Making vinegar from excess carbon dioxide could reduce emissions
Monash University’s chemical engineers have developed an industrial process to produce acetic acid that uses the excess carbon dioxide (CO2) in the atmosphere, potentially creating negative carbon emissions.
Acetic acid is used in several industrial processes and is an ingredient in household vinegar, vinyl paints and some glues. There is an estimated worldwide industrial demand of 6.5 million tonnes per year.
The research, published in Nature Communications, shows that acetic acid can be made from captured CO2 using an economical solid catalyst to replace the liquid rhodium or iridium based catalysts currently used.
Liquid catalysts require additional separation and purification processes. Using a solid catalyst made from a production method that doesn’t require further processing also reduces emissions.
Akshat Tanksale, lead researcher, said CO2 is the main cause of global warming and climate change, and there is an urgent need to actively remove it from the atmosphere and convert it into products that do not release the captured CO2 back into the atmosphere.

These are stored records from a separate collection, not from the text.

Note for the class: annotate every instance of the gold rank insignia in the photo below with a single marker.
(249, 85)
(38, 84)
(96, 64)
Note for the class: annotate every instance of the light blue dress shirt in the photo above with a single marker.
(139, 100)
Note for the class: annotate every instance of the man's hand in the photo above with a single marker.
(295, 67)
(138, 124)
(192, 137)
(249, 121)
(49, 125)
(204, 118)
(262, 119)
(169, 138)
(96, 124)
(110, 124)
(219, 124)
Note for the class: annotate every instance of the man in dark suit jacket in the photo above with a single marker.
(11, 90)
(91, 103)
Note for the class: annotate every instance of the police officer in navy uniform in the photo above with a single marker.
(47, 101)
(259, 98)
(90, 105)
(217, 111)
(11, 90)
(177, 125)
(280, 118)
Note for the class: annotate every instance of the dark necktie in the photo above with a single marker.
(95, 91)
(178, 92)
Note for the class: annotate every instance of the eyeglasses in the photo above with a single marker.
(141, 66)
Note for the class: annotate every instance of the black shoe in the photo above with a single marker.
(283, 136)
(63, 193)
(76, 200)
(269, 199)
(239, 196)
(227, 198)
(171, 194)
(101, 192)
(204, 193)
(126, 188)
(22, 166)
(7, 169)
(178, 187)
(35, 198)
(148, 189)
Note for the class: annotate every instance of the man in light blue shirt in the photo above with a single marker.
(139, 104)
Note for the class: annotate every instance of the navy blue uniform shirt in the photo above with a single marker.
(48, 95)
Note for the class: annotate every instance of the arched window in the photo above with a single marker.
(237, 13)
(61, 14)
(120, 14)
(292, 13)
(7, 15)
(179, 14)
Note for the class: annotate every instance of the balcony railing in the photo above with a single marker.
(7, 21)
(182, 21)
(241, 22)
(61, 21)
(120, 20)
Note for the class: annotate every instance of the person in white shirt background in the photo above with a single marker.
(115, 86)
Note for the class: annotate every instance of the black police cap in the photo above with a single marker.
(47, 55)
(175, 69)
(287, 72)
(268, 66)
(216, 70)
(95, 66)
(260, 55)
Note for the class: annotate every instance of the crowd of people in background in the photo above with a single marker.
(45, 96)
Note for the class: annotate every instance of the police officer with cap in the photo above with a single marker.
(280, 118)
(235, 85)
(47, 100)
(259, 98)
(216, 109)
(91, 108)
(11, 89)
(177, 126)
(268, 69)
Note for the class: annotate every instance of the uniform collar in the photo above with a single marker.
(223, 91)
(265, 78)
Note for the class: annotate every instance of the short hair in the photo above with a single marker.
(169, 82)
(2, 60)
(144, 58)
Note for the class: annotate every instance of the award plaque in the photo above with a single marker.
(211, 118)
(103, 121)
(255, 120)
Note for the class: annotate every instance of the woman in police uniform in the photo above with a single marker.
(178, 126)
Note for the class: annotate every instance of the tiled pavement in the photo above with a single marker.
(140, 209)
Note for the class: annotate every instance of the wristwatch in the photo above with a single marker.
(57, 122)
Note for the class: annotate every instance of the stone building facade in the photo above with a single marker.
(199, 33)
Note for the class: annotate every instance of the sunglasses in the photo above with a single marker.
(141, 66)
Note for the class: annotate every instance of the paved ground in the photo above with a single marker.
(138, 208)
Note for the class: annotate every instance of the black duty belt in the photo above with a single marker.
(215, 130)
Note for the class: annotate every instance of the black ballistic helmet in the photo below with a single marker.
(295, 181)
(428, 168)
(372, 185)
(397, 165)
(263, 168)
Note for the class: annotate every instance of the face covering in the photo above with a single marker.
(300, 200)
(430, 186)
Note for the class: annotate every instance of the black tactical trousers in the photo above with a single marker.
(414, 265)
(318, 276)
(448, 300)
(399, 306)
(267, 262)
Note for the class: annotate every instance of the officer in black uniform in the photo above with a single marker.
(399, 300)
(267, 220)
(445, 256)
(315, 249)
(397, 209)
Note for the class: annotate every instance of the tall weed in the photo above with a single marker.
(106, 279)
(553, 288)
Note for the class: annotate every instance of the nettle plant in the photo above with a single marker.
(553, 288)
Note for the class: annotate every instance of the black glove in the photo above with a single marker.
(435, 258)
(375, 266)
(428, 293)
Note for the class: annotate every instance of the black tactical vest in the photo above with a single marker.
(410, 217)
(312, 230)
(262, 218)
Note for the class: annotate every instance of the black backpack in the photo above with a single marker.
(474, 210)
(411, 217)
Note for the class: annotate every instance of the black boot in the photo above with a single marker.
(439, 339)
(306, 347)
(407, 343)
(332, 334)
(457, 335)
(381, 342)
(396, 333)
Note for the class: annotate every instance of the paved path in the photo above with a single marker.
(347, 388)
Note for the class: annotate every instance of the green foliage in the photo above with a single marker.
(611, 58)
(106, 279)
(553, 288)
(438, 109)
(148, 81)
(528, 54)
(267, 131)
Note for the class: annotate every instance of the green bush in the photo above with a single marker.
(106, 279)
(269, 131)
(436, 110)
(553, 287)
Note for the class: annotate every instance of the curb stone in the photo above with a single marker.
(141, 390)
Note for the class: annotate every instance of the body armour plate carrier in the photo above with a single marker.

The researchers first created a class of material called the metal organic framework (MOF), which is a highly crystalline substance made of repeating units of iron atoms connected with organic bridges. They then heated the MOF to break those bridges, allowing iron atoms to come together and form particles a few nanometres in size. The iron nanoparticles are then embedded into a porous carbon layer, making them highly active while remaining stable in harsh reaction conditions.
The process will be more efficient and cost-effective from an industrial point of view. From an environmental perspective, it offers an opportunity to significantly improve current manufacturing processes that pollute the environment.
In collaboration with the Australian Research Council (ARC) Research Hub for Carbon Utilisation and Recycling, the researchers are currently developing the process for commercialisation.